The European Parliament has formally approved a law which would see petrol- and diesel-powered cars banned from sale across the European Union by 2035.
The new law requires that car-makers achieve a 100 per cent cut in CO2 emissions by 2035 which would effectively prevent them from selling combustion-powered cars across the 27 EU member states. Although the law was agreed between Strasbourg and the 27 countries last October, it still needed the official imprimatur of the parliament which voted in favour of the changes by 340 votes to 279 with 21 abstentions.
As part of the package of rule changes rubber-stamped by the parliament, emissions reduction targets for new cars sold from 2030 versus 2021 have also been significantly increased from 37.5 to 55 per cent. Although new vans must also comply with the 100 per cent emissions reduction by 2035, the target for 2030 is a 50 per cent cut compared to 2021. The moves are a big part of the EU's overall effort to achieve climate neutrality by 2050.
Will "stimulate innovation and investments"
"I am thrilled that the European Parliament endorsed the trialogue agreement reached on CO2 standards for cars and vans today," said Dutch MEP, Jan Huitema, the parliament's rapporteur on automotive emissions.
"This regulation means an ambitious revision of the targets for 2030 and a 100 per cent target for 2035, which is crucial to reach climate neutrality by 2050. These targets create clarity for the car industry and stimulate innovation and investments for car manufacturers.
"In addition, purchasing and driving zero - emission cars will become cheaper for consumers and a second - hand market will emerge more quickly. It makes clean driving accessible to everyone!"
MEPs also underlined the importance to the European manufacturing industry of embracing electric vehicles and EV production, rather than surrendering the market to American and Chinese battery- and car-makers.
"Let me remind you that between last year and the end of this year China will bring 80 models of electric cars to the international market," warned Frans Timmermans, vice-president of the EU.
"These are good cars. These are cars that will be more and more affordable, and we need to compete with that. We don't want to give up this essential industry to outsiders."
Conservative opposition
The rule changes, however, were not without opposition, with those arguing against them suggesting that not only was the automotive industry not ready, but that a ban on the sale of new combustion-powered cars could cost hundreds of thousands of engineering and manufacturing jobs across the EU.
"Our proposal is... to let the market decide what technology is our best to reach our goals," said Jens Gieseke, German MEP and a member of the centre-right European People's Party (the same parliamentary grouping in which Fine Gael sits).

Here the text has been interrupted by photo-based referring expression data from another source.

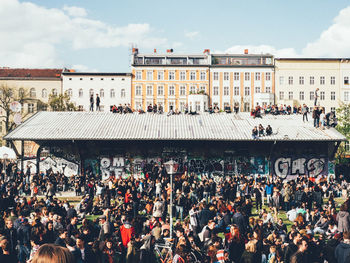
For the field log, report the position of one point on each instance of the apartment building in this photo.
(298, 78)
(112, 88)
(245, 80)
(168, 79)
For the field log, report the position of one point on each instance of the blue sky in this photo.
(92, 35)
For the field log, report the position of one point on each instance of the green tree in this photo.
(343, 116)
(61, 102)
(9, 94)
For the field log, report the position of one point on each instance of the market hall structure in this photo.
(207, 144)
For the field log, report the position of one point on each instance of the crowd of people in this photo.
(234, 219)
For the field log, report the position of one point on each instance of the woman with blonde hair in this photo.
(49, 253)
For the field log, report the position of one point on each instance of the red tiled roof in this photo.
(30, 73)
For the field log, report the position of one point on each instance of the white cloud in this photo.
(33, 35)
(192, 35)
(75, 11)
(333, 42)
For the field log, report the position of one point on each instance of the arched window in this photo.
(112, 93)
(54, 92)
(32, 93)
(44, 93)
(21, 93)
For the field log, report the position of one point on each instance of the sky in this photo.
(97, 35)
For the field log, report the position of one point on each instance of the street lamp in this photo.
(171, 169)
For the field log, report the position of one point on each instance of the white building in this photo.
(298, 78)
(112, 88)
(239, 79)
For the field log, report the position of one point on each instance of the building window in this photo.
(149, 91)
(290, 95)
(268, 76)
(160, 75)
(226, 91)
(312, 96)
(171, 91)
(333, 95)
(322, 80)
(54, 92)
(215, 91)
(171, 75)
(138, 75)
(193, 75)
(312, 80)
(160, 91)
(301, 80)
(198, 106)
(281, 95)
(257, 75)
(333, 80)
(281, 80)
(203, 75)
(138, 91)
(112, 93)
(192, 90)
(236, 91)
(70, 93)
(246, 91)
(183, 75)
(322, 95)
(182, 106)
(182, 91)
(32, 93)
(150, 75)
(30, 107)
(43, 93)
(226, 76)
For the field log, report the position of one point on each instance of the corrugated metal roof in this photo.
(216, 127)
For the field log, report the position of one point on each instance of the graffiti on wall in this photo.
(56, 164)
(291, 166)
(122, 167)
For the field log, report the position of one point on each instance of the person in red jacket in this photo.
(127, 231)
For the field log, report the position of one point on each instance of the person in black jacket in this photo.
(11, 235)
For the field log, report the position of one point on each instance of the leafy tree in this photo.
(61, 102)
(9, 94)
(343, 116)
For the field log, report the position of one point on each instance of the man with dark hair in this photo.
(300, 256)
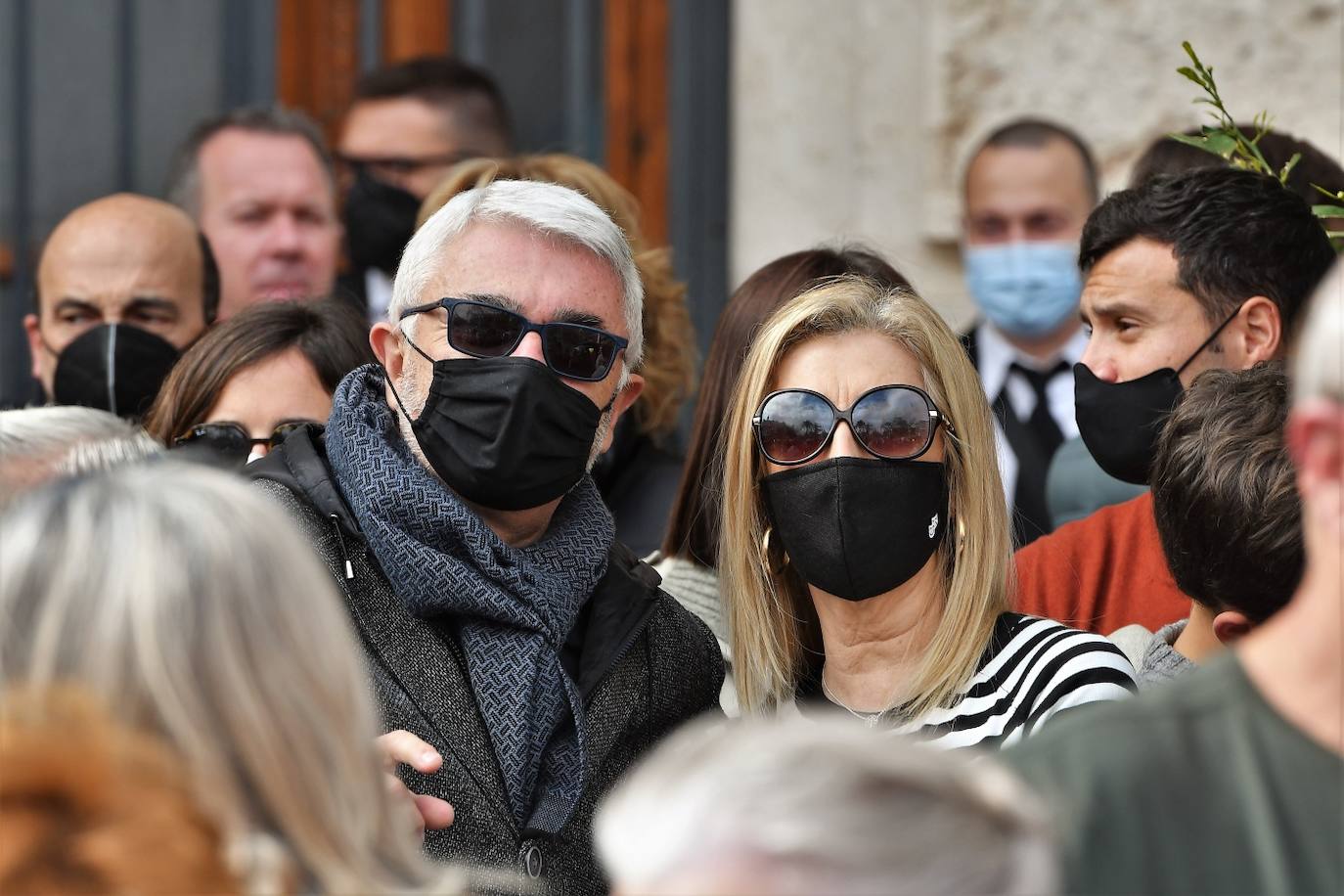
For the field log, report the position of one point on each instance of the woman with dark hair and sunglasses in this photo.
(865, 543)
(250, 381)
(689, 558)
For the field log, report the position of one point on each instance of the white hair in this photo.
(547, 208)
(1319, 359)
(40, 443)
(822, 806)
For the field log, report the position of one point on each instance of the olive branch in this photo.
(1226, 140)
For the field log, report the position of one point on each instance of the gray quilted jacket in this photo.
(643, 664)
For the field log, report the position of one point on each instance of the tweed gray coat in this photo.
(642, 662)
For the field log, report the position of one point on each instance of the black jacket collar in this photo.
(610, 621)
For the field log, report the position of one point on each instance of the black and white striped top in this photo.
(1031, 670)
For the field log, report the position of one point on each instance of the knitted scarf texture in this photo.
(513, 607)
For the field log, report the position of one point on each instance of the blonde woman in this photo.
(639, 474)
(865, 550)
(184, 604)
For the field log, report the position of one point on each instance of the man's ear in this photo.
(1261, 332)
(34, 331)
(386, 341)
(388, 345)
(1315, 438)
(622, 403)
(1230, 626)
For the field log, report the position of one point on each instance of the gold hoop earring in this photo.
(766, 555)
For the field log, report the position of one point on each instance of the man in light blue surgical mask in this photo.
(1028, 190)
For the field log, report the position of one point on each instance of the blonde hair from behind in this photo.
(773, 622)
(668, 366)
(194, 608)
(93, 805)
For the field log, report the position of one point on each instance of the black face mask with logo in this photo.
(1120, 422)
(113, 367)
(858, 527)
(380, 220)
(506, 432)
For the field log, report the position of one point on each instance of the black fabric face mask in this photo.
(113, 367)
(1120, 422)
(380, 220)
(506, 432)
(859, 527)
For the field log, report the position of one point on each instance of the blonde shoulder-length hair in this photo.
(775, 628)
(189, 605)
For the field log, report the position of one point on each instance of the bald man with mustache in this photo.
(124, 285)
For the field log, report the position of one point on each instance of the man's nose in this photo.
(1102, 367)
(531, 347)
(285, 237)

Arguments from Green and socialist MEPs about the reduced running costs of electric vehicles, he said, had been rendered "null and void" by rising energy costs across Europe in the last year (it should be noted though electric vehicles remain, in the majority of use cases, significantly cheaper to run than their combustion-powered counterparts).
Some 600,000 car production jobs in Germany were at risk, said Gieseke, as a result of the ban, urging the parliament to rethink its decision and any plans to extend that decision to trucks and buses. Proposed EU legislation would see the heavy goods vehicle sector cut its CO2 emissions by 90 per cent by 2040, though those targets have yet to be negotiated or approved.
Irish response
"Today we set out a new vision for our towns and rural areas. A Europe built for people, not for traffic," said Irish Green Party MEP, Grace O'Sullivan, speaking in Strasbourg.
With around 18 per cent of Ireland's greenhouse gas emissions coming from road transport, she said, it was crucial to support the sector in transitioning away from fossil fuels.
"It's also one of the only areas where we already hold all of the keys to solve the issue at hand - strong investment in public transport, pedestrian friendly towns and affordable electric vehicles. Rural Ireland in particular should be supported as a priority.
"The current cost of living crisis has seen fossil fuel companies make the biggest profits in history on the backs of working families. We need to move towards energy independence in Ireland, including cutting our dependence on foreign oil, gas, petrol and diesel."
The rule changes will be formally signed into EU law in March.